What happens when fragmentation stops?

Answer 2

The internal temperature and therefore pressure increases

Eventually an equilibrium is reached between internal pressure and gravity

Halts free fall collapse in centre

Question 3

What is formed as a result of the halt of free fall collapse?

Answer 3

Hydrostatic core

Question 4

What does a hydrostatic core cause to develop?

Answer 4

A shock front develops at interface between the core and the envelope

Infall velocity at shock = free fall velocity

Question 5

How is the free fall velocity derived?

Answer 5

Equating KE to GE

Question 6

What happens when the hydrostatic core heats up?

Answer 6

There is potential for further collapse

Question 7

What happens if the heat capacity ratio is greater than 4/3?

Answer 7

Jeans mass increases as T increases and core is STABLE

Question 8

What happens if the heat capacity ratio is less than 4/3?

Answer 8

Jeans mass decreases as T increases and core is UNSTABLE leading to further collapse

Question 9

What is γ?

Answer 9

The ratio of specific heat capacity at constant pressure and constant volume

f + 2/f

Question 10

What happens within the protostar as time goes on that might disrupt its stability?

Answer 10

There is a hydrostatic core that is accreting molecular material from a free-falling outer envelope

Temperature and density are both increasing

A point will be reached at which molecules and dust will dissociate

Question 11

What are degrees of freedom?

Answer 11

The threshold for a given type of particle in gas e.g atomic

Question 12

What are the degrees of freedom for monatomic gas?

Answer 12

f = 3 (translational)

Question 13

What are the degrees of freedom for diatomic molecules?

Answer 13

f = 5 (3 translational, 2 rotational)

Question 14

What happens when T = 2000K under high pressure conditions in the core?

Answer 14

Collisions lead to molecular hydrogen and dust becoming dissociated and atomised (into its constituent atoms) so f goes from 5 to 3

Question 15

What happens as a result of every dissociation of H_2 event in the core?

Answer 15

4.5 eV of energy is absorbed that goes into breaking that bond (removing energy from core and pressure, affecting the hydrostatic equilbrium)

Question 16

What does the dissociation of the gas from molecular to atomic hydrogen cause?

Answer 16

Energy from gas is removed and core becomes dynamically unstable and undergoes second collapse

Question 17

What is the size of the second core?

Answer 17

a few R_o (2R_o) and hydrostatic equilibrium is reached but accretion of mass continues

Question 18

What does the small mass of the secondary core mean?

Answer 18

It is not sufficient enough to increase the density to the point where nuclear fusion can start

Question 19

What happens to the density throughout?

Answer 19

Outer edges of core have same density as molecular cloud that collapsed (seen in graph)

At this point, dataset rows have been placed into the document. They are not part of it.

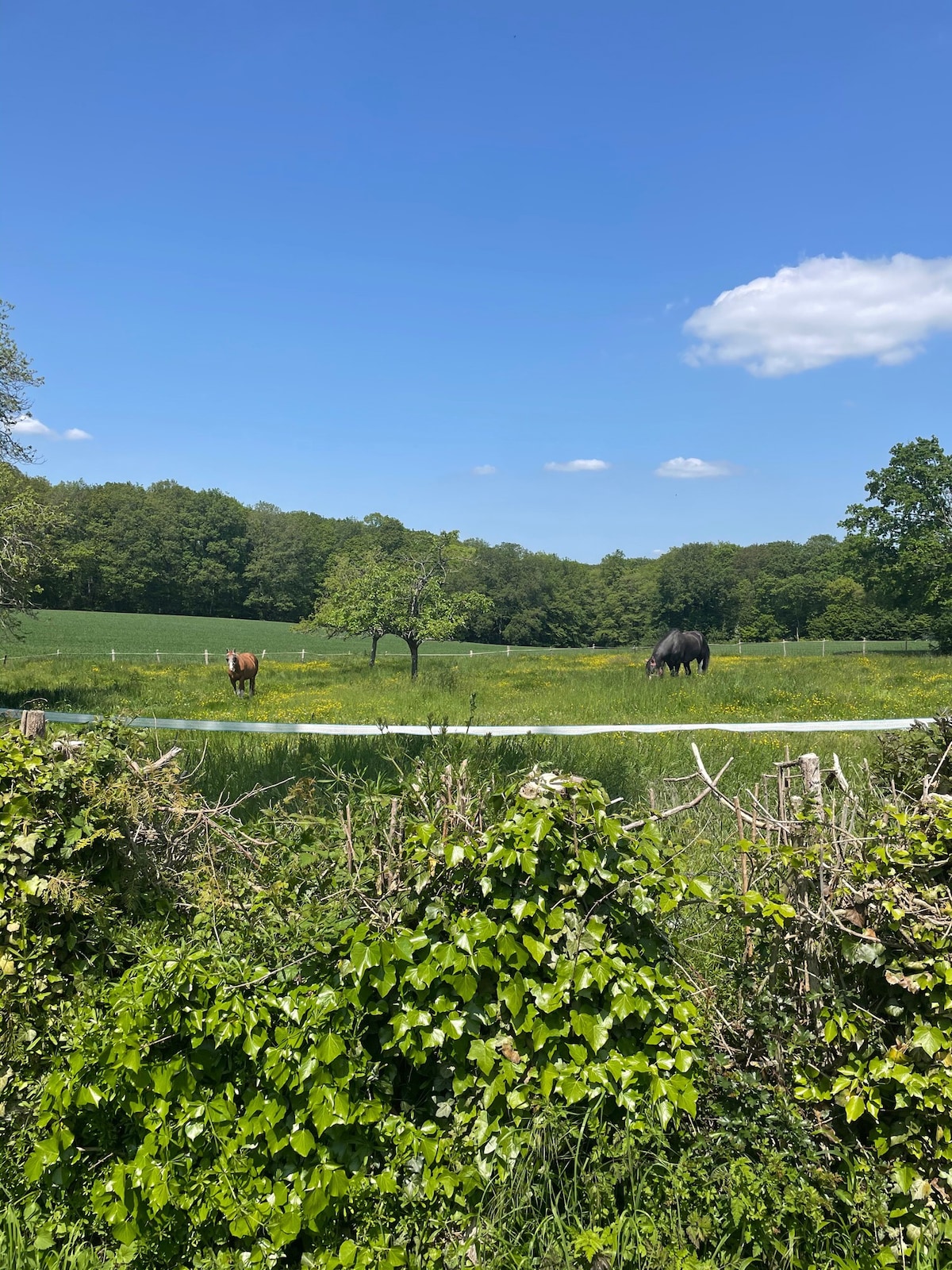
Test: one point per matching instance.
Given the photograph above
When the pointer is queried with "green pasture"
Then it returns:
(545, 689)
(141, 635)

There is a jump in density due to first shock front in first core

When molecular hydrogen dissociates, second phase of collapse causes density to increase again and leads to second shock front

Question 20

What are the conditions for nuclear fusion?

Answer 20

density = 100 gcm^-3
temperature = 1 million K

Question 21

What is the size of the first hydrostatic core?

Answer 21

5 AU